Benchmark

ESTABLISH A PEER GROUP DATASET

Specify the peer group dataset you wish to benchmark against. Take time to make selections that ensure you are comparing your building to others most like it.

There are two components to your selection.  First you’ll filter by geography (either US—with choices of sub-regions—or California).  Next you’ll select the type(s) of buildings you want included in the peer group.

Filtering Rules

The US and California collections are the "core" datasets.  They are robust, have high-quality data, and are statistically representative of the building stocks in their respective geographies. They come from the CBECS and CEUS databases, respectively. They may not be used in combination because the underlying data definitions are not compatible.

You can specify any combination of the three options on this row.

The selection labeled “A representative sample of buildings” will use buildings from the geography specified on the previous row (“Filtering Rules”).

Benchmarking Peer Group

The selection labeled “Other EnergyIQ users” dataset is comprised of all buildings entered by EnergyIQ users. It is a sample of convenience and thus not statistically representative of the overall building stock. These data do not pass through a third-party verification process. However, there are other reasons that selecting these groups may be beneficial, most notably that the types of buildings of interest may be more closely aligned with your own benchmarking objectives. When you specify “My own buildings” only the subset of EnergyIQ user buildings that you entered will be included.

Because of differing data definitions, if you opt to include the EnergyIQ user dataset and/or your own buildings in the composite peer group dataset, the buildings thus added will be limited to those associated with the U.S. (CBECS) or California (CEUS) datasets as they were originally entered in the My Buildings section. This will be implemented according to which radio button choice was selected on the “Filtering Rules” row.

 

SELECT ENERGY METRICS OR FEATURES

Choose whether to benchmark based on Energy Metrics OR Features. If you choose Energy, you must pick a metric AND a normalizing parameter.

There are 19 metrics to choose from for California buildings (CEUS peer group) and 18 metrics to choose from for buildings elsewhere in the U.S. (CBECS peer group). Metrics include whole-building energy intensities or peak demand, end-use breakouts by energy type, specific end-use intensity breakouts.

Features benchmarks tell you what kind of construction, systems, and operation your peer-group buildings have. There are 85 features that you can benchmark for California and 14 features for other areas. Using this type of benchmarking, you can learn how common various features are within the peer group population.

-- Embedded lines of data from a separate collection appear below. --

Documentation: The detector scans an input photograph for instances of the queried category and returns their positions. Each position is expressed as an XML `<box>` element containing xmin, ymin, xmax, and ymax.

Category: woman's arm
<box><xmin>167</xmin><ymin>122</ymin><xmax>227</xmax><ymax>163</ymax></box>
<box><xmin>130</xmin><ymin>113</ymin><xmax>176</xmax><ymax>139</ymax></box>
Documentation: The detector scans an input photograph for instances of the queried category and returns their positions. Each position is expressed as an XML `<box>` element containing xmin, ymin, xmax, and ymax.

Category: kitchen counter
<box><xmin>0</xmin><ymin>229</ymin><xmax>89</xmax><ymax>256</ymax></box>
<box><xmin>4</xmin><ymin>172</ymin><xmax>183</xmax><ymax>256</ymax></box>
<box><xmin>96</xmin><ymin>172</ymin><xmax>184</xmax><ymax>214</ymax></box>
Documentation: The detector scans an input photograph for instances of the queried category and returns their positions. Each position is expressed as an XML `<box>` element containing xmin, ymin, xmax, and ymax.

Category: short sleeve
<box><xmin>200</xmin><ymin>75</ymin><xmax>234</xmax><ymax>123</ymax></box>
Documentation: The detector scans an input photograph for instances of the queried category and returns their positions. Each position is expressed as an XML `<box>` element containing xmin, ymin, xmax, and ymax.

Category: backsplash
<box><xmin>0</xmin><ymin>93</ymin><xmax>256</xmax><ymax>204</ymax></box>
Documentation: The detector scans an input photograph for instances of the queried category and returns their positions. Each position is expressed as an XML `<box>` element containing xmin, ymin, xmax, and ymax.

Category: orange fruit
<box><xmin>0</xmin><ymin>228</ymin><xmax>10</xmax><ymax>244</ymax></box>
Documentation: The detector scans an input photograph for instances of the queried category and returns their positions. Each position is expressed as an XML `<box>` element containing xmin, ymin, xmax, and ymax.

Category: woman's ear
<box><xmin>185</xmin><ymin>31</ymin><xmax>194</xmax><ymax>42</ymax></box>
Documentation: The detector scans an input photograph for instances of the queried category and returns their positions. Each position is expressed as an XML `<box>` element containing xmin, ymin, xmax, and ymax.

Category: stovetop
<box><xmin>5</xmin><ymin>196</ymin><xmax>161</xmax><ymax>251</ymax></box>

REFINE PEER GROUP DEFINITION

Use these filters to set the characteristics of the peer group you would like to include in the benchmarking process. Keep in mind that your peer group will become more specific (but also smaller) as you tighten your filter settings.

Tip: Try starting by selecting your facility type (e.g. Office) and select all options for remaining filters. The resulting chart will show how many other buildings there are of your type in the database. You can then go back to tighten your filter settings to narrow the range of other buildings to which you are comparing your building.

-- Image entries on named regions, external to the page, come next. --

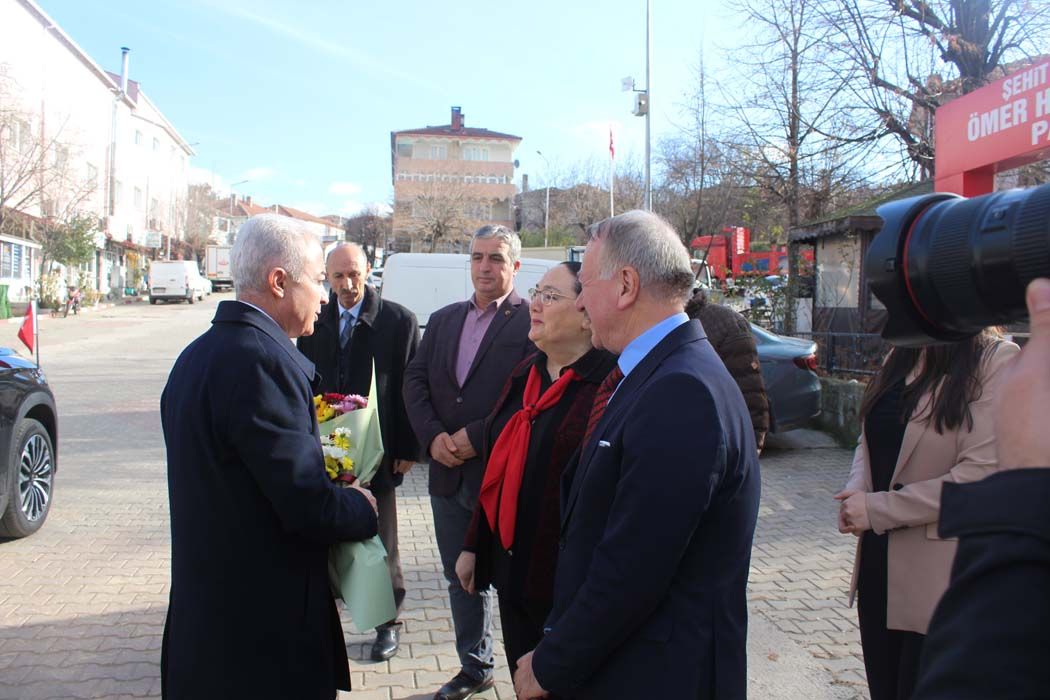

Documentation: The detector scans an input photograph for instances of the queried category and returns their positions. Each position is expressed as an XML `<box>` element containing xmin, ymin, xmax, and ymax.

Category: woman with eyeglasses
<box><xmin>456</xmin><ymin>262</ymin><xmax>616</xmax><ymax>675</ymax></box>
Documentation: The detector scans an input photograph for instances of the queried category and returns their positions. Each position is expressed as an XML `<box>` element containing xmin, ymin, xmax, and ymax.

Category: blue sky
<box><xmin>38</xmin><ymin>0</ymin><xmax>740</xmax><ymax>215</ymax></box>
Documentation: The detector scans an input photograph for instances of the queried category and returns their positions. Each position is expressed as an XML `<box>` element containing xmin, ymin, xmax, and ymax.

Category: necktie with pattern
<box><xmin>583</xmin><ymin>364</ymin><xmax>624</xmax><ymax>445</ymax></box>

Floor Area is the range of gross external floor area of the buildings in your peer group. As the metric may already be normalized by square footage, your range here can be broad. Limit the range only to help filter out buildings that may behave differently than yours because of their size (e.g., less lighting load because all one floor).

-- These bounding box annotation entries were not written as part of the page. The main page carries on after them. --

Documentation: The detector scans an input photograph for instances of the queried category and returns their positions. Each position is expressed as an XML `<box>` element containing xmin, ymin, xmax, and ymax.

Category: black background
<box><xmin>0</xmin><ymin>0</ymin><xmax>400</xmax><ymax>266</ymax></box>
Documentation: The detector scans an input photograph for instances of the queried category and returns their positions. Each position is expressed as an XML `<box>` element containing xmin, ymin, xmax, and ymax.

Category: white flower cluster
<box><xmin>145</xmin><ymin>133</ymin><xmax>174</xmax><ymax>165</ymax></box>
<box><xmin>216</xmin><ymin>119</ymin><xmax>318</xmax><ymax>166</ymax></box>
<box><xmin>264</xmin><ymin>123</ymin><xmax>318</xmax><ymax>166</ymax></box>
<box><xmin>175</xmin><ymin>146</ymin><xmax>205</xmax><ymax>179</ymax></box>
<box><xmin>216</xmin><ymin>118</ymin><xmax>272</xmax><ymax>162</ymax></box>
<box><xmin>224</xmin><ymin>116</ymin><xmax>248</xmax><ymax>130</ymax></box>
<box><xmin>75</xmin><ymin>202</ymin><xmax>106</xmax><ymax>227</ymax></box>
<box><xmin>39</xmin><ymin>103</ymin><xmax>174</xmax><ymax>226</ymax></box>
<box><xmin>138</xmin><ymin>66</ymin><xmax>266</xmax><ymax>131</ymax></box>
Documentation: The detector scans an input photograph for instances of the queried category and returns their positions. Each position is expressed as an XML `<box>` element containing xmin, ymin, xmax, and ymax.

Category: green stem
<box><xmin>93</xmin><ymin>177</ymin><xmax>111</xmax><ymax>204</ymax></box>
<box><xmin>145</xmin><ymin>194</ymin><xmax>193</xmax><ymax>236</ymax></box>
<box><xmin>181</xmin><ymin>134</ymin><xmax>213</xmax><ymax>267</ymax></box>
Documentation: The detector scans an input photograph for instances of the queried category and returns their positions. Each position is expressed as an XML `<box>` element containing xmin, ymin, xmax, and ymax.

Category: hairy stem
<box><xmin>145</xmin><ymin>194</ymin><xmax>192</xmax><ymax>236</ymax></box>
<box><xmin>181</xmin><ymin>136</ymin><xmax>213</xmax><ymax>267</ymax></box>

Hours of Operation refers to the weekly hours that the facility is open to the public or when main staff is on site.

Vintage is the year of construction or last major renovation. Vintage is in ranges, such as 1901-1940. You can select one or more vintage ranges. If major renovation has been performed on your building, use that year rather than date of original construction as your reference vintage.

Occupancy Type is a filter available only in the U.S. (CBECS) dataset and is used to to distinguish between government owned or operated buildings and private buildings.

Location is by geography in the U.S. (CEUS) and California (CBECS) datasets, or by climate regions in CBECS and dataset. You can select one or more locations but may not combine geographic locations with climate regions. For all datasets there is a MAP link in each menu.

Building Status is only available for EnergyIQ user-entered buildings. If you don't want to benchmark against hypothetical buildings that were entered as a means of testing or design, only select Existing Building.

Building Certification is the accredited third-party certification or label awarded to EnergyIQ-entered buildings. EnergyIQ does not ensure the validity of these certificates but users are encouraged to enter accurate information.

Building Type: You can make multiple selections. For example, you might want to compare your college building with Schools, Offices, and Public Assembly buildings. You can de-select sub-types if appropriate, but note that it will reduce the size of your peer group.